Im Moment müßtest du sehr langsam fahren, damit ich mitkommen kann... Ich war lange krank...
Am kommenden Wochenende könnte ich nur Sonntag, Samstag ist schon vergeben.
Gruß Bettina


----------



## zena (12. März 2013)

am 16/17.3 kann ich mal gar net, da bin ich selbst leider verplant...hmmm mein Kallender sagt irgendwie 13/14.4


----------



## Bettina (13. März 2013)

Passt  dann bin ich auch schon wieder etwas fitter (hoffe ich).

Ich würd mich freuen, wenn es klappt. Ich bin vorher noch mit 9 Mädels in Merzalben zum Radeln.  Aus der Truppe kommt bestimmt gerne eine mit.

Gruß Bettina


----------



## Mausoline (21. April 2013)

Hallole,

habt ihr irgendwie ne Tour geplant in nächster Zeit????

Ich muss mal wieder was anderes fahren, vielleicht käme ich dazu


----------



## Bettina (26. April 2013)

Hallo Mausoline,
wir haben noch nichts verabredet.
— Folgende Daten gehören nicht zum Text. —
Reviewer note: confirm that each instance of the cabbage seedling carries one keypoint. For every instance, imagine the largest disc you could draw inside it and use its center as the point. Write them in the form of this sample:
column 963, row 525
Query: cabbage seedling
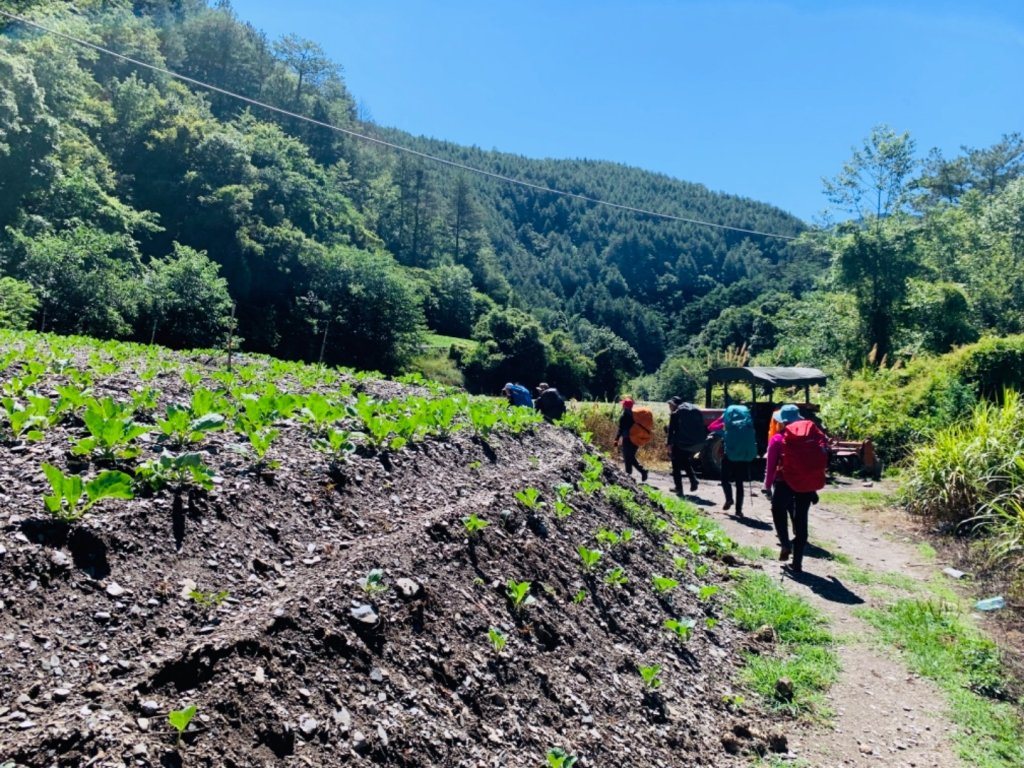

Mich hat jetzt eine kleine OP wieder um drei Wochen zurück geworfen. So fiel der April für mich wieder aus.
Aber bald ist ja Mai 
Ich hoffe, da geht was!

LG Bettina


----------



## samafa (30. April 2013)

Wenn ihr noch eine Anfängerin  ohne Fahrtechnikkurs mitnimmt, wäre ich dabei.


----------